Aydınlanma düşünürlerinin ortak düşünsel zeminini (geleneksel) Hıristiyanlığa ve kiliseye karşı düşmanlığın oluşturduğu ileri sürülüyor. Aydınlanma ile Hıristiyanlık arasındaki bu polemiğin; duyusal algıya bağlı insan aklının –dinin desteğini almadan– yaşamın tüm temel sorunlarında olumlu sonuçlara ulaşabileceği düşüncesinden kaynaklandığı saptanıyor. Bahsedilen olumlu sonuçlar; ideal toplum düzeninin özgürlük, eşitlik ve hoşgörü temelleri üzerine yaratımı düşüncesi ve aynı anlama gelmek üzere toplumun optimistçe kurgulanmasıdır. Goldmann, bu toplum tasarımının tarihsel boyuttan tümüyle yoksun oluşuna dikkat çeker. Çünkü ona göre, “tarihin nasıl ilerlediği, filozofların kolayca görmezden geldiği ya da yüzeysel biçimde yanıtladığı bir soruydu”.[6] Goldmann’ın bu tarihsellik vurgusunun ilerleme fikriyle tekabüliyet ilişkisi içinde olduğu belirtilmelidir. İlerleme fikrinin, tarihin kesintisiz bir biçimde geliştiği ve tarihsel bir süreç boyunca insanın sürekli ilerlediği anlamına geleceği açıktır. Bu açıdan, Goldmann’ın açıklamalarına temel teşkil eden en önemli tanımlamalardan biri; aydınlanmanın temel zihinsel kategorilerinin tarihsel özünün olmayışıdır. Goldmann’ın aydınlanmayı eşzamanlı bir ‘değişmezlik’ değil de, ampirik bir ‘varlık’ olarak algılaması ya da başka bir anlatımla aydınlanma anlayışında artzamanlılığın ön plana geçişi teorik ve tarihsel yaklaşımının zorunlu bir ürünüdür.
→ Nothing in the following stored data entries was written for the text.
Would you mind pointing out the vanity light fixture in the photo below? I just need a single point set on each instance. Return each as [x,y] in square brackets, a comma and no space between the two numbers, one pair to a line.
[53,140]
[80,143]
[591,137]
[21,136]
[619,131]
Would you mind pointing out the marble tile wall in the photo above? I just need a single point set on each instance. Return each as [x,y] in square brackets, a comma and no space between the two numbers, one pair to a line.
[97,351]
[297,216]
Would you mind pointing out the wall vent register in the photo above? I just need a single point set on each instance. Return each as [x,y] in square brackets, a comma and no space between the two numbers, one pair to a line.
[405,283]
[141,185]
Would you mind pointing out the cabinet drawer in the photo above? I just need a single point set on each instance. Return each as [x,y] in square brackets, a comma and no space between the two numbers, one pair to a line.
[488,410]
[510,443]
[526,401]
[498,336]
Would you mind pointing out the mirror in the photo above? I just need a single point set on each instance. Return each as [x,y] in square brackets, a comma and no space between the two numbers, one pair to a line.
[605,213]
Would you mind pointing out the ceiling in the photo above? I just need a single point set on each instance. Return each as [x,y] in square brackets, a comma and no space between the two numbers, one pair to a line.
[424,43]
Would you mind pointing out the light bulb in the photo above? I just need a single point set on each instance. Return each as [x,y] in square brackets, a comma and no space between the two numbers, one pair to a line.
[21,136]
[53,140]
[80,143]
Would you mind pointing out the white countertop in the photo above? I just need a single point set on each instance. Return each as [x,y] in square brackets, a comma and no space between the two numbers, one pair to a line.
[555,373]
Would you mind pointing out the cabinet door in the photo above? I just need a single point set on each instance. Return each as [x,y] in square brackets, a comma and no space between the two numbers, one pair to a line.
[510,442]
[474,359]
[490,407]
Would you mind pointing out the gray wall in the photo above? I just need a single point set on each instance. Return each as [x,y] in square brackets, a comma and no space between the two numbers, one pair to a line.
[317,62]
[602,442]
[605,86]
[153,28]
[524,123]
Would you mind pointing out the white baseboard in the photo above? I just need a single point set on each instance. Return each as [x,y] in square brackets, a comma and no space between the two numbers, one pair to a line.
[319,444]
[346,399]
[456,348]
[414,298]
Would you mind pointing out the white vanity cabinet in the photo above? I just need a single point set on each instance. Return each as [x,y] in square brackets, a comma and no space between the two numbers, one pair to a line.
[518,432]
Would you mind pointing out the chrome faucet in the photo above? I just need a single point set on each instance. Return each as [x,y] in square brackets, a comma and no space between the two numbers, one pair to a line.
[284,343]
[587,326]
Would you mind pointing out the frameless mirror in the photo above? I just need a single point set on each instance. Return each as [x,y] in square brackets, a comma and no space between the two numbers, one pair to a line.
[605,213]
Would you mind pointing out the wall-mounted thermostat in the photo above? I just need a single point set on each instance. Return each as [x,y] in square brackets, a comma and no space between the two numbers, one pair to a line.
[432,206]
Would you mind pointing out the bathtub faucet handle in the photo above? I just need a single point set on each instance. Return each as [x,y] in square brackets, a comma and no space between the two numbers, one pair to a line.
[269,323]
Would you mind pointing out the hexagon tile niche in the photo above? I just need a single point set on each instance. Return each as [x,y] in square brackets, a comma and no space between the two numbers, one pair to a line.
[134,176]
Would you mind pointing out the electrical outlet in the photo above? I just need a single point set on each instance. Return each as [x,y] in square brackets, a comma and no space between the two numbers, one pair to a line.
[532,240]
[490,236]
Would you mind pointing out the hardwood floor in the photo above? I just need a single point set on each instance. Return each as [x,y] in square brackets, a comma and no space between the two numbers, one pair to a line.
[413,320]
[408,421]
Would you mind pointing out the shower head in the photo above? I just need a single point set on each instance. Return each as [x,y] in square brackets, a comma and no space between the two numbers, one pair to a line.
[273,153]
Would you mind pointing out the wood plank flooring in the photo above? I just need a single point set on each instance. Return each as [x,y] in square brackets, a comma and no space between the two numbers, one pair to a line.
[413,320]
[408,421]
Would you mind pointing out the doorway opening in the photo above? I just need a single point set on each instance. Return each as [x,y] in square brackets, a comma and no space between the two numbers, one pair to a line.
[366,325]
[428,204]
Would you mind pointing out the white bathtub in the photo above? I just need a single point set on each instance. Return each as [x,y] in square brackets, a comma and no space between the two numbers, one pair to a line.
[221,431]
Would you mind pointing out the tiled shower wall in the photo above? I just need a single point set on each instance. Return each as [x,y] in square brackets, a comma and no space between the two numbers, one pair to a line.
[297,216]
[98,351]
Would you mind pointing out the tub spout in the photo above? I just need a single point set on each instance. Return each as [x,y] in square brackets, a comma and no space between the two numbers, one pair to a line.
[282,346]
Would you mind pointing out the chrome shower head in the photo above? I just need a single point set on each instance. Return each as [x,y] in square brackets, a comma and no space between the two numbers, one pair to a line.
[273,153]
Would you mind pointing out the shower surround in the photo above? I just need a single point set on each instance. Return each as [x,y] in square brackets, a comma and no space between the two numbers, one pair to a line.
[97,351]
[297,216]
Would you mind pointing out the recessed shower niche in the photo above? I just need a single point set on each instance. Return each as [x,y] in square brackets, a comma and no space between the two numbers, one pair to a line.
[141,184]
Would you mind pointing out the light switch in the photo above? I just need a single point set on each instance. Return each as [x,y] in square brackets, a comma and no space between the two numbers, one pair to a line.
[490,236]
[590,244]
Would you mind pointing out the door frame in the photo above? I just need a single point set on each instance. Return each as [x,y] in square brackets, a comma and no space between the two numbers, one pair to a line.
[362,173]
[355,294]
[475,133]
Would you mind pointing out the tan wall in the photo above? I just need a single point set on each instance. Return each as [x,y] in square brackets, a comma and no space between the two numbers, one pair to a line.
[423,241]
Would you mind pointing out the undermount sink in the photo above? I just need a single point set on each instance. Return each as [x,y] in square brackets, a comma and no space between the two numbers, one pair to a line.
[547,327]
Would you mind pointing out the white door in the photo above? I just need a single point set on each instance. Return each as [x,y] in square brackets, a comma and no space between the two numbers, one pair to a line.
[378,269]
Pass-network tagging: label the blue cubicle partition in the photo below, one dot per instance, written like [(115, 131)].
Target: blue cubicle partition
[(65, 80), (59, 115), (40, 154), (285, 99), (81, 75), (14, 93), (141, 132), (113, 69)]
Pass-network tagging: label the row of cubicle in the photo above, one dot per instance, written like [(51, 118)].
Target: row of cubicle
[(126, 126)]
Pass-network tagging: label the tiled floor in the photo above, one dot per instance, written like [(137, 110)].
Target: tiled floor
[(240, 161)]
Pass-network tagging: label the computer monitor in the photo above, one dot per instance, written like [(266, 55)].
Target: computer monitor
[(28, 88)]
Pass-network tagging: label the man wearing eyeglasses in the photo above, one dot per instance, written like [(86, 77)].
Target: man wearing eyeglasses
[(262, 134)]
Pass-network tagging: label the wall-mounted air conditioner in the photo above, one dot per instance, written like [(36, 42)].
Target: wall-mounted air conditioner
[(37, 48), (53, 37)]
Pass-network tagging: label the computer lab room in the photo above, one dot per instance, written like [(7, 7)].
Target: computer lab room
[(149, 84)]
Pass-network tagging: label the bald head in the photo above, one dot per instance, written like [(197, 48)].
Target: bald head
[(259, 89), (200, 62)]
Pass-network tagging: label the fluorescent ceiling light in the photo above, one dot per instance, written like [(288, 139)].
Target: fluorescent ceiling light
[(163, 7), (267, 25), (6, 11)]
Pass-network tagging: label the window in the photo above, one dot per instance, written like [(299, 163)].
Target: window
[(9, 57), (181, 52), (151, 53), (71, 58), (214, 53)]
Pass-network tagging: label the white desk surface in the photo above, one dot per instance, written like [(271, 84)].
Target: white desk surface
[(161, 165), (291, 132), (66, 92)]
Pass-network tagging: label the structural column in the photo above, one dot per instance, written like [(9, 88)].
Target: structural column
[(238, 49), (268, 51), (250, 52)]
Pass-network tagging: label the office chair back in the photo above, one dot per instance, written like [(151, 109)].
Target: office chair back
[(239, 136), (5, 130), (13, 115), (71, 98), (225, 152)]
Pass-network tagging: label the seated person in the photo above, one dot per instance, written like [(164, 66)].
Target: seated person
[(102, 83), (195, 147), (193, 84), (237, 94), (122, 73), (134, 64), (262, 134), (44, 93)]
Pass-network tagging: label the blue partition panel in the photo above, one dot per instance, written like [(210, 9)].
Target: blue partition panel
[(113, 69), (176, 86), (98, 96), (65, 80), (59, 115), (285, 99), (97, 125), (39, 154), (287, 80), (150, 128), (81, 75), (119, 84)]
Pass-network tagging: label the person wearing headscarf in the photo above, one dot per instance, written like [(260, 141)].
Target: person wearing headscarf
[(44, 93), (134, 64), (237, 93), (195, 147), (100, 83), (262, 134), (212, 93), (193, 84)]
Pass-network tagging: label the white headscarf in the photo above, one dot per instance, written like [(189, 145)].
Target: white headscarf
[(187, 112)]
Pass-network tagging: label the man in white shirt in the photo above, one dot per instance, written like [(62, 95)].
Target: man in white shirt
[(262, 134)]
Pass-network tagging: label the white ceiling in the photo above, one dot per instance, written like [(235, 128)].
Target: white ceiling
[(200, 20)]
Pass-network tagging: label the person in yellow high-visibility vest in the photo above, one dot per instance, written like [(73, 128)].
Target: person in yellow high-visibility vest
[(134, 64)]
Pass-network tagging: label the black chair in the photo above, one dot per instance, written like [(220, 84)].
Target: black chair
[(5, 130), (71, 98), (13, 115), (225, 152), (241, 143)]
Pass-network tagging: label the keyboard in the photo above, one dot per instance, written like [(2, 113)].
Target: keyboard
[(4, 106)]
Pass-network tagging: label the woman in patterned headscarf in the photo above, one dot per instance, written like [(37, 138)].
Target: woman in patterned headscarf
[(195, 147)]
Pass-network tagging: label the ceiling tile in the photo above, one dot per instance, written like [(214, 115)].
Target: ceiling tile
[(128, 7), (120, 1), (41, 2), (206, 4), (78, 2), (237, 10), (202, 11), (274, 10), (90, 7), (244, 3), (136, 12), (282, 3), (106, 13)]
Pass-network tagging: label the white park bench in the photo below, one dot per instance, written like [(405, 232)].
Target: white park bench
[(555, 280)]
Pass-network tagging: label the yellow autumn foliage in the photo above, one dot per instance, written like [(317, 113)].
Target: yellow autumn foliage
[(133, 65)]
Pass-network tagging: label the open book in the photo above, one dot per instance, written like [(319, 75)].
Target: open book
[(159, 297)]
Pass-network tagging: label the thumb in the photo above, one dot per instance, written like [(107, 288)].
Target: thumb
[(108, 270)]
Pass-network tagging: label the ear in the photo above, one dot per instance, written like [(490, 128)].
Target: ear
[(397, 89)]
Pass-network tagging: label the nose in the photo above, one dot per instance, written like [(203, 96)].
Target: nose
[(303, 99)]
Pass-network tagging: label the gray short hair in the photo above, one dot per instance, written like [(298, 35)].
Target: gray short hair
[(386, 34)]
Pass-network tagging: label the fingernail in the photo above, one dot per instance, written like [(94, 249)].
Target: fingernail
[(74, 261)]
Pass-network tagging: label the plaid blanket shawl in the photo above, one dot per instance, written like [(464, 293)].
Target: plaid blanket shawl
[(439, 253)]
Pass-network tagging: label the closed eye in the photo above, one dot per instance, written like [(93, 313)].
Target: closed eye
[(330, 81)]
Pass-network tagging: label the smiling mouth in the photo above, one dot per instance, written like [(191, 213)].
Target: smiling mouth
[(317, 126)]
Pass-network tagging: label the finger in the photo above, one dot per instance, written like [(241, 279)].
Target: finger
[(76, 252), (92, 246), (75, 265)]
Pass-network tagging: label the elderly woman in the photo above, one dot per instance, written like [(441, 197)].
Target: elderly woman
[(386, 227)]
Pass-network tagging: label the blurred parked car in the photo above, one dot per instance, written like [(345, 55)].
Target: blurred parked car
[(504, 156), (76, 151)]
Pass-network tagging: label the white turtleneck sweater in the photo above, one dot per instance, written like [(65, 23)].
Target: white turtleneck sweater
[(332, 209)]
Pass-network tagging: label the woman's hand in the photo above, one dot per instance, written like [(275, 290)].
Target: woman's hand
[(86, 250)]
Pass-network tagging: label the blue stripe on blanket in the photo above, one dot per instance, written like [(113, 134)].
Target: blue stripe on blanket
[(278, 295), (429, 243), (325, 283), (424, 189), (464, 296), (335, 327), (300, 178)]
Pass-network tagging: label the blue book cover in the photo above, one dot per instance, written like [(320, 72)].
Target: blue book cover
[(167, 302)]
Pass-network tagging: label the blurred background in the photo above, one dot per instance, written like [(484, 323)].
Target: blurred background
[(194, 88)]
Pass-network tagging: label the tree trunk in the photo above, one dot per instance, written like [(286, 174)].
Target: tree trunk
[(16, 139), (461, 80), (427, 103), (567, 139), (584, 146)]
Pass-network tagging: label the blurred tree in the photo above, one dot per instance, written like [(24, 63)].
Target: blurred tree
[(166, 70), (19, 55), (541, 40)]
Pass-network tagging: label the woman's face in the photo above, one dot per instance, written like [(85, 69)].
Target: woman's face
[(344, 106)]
Aydınlanma düşüncesinin tarihsel özünün varlığı ya da yokluğu tartışmasına ilişkin tespitlerde bulunmak bile baştan aydınlanmacılığı olumlayıcı bir tutum anlamına gelebilir.
3.
Aydınlanmanın temel karakteri veri iken, tarihsel bilgi taşımayan iki görüşü, bireycilik ve rasyonalizm olarak belirliyor Goldmann. “(Tarihsel) bilgi, tarihsel gelişme sürecinin kendisinin ya da (Hegelci anlamından çok Marksist anlamıyla) tarih içindeki insan gelişimini insan eyleminin bir ürünü olarak görebilmenin bilgisidir. Rasyonalist görüş bu yüzden tarihsel bilginin doğasını dönüştürebilen ve onu edilgin bekleyişten etkin farkındalığa, nesnenin bilgisinden insani öznenin bilincine ve insani varoluş doğasının farkındalığına doğru değiştiren bir özden yoksundur.”[7] Rasyonalizmi bireyciliğin bir biçimi olarak gördüğü için, Goldmann, bireyciliğin de aynı tarihsel bilgiden yoksun olduğunu belirtiyor. Fakat bireycilik belirli tarihsel durumlarda bir öze sahip olabilir. Ona göre, ne zaman bireyciliğin temel değerleri tehlikeye girip savunulmaları gerekirse özün yoksunluğu aynı formda karşımıza çıkar.[8]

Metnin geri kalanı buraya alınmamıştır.